Fitch sees Germany and Italy’s economies going into recession by the end of this year as they battle to control inflation, although the Eurozone area will avoid it.
Those economic contractions are unlikely to be severe, but “recession is significant in and of itself,” James McCormack, global head of sovereigns and supranationals at Fitch, said in an interview with Bloomberg TV. The “UK is already probably there,” he added.
The US is also at risk of a “modest” recession toward the end of 2023, he said in Dubai.
Governments around the world are battling to inject some life into their economies as soaring prices — caused in part by Russia’s invasion of Ukraine — hamper growth. Central banks have moved to raise interest rates to counter the trend, and that’s likely to continue, McCormack said.
The US Federal Reserve will probably need to increase rates to 5.5%, he said, up from a range of 4.5% to 4.75%. Fitch is preparing a report to elaborate on the forecast for publication later this month.
The US Treasury Department hit a statutory debt ceiling in January and lawmakers are currently debating raising the limit to avoid a payment default.

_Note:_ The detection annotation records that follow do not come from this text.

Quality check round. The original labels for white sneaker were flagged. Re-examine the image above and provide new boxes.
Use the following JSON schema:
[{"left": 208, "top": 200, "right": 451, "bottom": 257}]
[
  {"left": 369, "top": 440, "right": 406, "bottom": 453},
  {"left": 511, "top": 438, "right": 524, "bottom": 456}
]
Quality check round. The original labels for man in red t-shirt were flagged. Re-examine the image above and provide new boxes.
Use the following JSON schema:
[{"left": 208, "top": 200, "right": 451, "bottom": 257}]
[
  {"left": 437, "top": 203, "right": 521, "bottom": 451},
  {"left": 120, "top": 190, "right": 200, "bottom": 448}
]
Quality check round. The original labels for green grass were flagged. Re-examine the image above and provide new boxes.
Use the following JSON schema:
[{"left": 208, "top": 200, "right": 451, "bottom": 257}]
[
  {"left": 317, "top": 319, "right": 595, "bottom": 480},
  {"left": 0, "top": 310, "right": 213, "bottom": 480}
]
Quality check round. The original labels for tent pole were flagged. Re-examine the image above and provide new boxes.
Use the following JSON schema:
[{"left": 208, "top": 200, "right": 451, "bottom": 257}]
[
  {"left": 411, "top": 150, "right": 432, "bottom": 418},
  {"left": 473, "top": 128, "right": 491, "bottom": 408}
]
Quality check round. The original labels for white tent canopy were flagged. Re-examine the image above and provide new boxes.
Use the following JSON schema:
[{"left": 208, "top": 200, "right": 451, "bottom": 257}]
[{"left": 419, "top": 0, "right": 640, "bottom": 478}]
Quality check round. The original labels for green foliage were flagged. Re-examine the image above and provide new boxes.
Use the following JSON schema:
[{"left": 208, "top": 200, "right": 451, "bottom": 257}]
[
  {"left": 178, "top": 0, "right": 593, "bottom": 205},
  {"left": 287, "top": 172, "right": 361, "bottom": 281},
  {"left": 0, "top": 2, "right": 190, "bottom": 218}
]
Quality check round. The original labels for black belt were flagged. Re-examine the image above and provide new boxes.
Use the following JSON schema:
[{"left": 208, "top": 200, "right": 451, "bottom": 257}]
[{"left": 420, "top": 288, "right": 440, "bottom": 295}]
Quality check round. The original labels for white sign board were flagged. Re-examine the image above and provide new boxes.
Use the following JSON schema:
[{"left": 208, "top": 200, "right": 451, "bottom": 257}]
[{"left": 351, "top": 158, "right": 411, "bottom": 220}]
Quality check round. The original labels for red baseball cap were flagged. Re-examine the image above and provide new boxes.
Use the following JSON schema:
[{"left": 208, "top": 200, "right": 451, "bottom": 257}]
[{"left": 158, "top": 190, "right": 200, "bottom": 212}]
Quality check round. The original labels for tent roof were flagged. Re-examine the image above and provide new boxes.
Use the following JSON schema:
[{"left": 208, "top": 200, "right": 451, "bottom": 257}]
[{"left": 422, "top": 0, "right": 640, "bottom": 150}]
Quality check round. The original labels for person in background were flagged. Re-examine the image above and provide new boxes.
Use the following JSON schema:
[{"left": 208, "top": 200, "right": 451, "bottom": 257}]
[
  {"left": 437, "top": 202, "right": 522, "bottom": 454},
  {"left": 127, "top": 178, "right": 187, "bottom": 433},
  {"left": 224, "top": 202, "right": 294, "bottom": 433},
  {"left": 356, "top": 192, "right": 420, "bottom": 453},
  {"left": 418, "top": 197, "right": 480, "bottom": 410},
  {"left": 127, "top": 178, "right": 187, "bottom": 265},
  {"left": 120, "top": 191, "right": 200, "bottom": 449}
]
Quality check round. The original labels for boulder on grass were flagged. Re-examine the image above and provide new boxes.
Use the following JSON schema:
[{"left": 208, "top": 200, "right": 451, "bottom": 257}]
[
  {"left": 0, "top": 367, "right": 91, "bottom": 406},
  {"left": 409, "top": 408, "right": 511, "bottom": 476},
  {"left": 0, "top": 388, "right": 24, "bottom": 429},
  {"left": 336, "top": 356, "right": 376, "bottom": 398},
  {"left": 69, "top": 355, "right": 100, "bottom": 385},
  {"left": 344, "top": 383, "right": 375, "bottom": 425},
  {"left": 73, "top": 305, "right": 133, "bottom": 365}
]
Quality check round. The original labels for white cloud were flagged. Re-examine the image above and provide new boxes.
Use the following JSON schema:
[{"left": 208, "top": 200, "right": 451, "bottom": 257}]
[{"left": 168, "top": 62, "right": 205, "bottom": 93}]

That scenario is a possibility though not Fitch’s base-case, McCormack said.
One country at much greater risk of default is Pakistan, the Fitch executive said, with the country struggling with inflation above 30% and striving to meet conditions to secure a $6.5 billion International Monetary Fund bailout.
“That’s a critical case to watch, the most critical,” McCormack said.
The outlook for Egypt, another country deep in economic crisis, depends on the ability to secure external financing, most likely from traditional allies in the Gulf region, he said.
One country with a more positive story to tell is Saudi Arabia, with the highest economic growth in the G20 and in the process of diversifying away from oil and opening up to the outside world.
“The level of enthusiasm is palpable in Saudi Arabia,” McCormack said. “Now we are starting to see results.”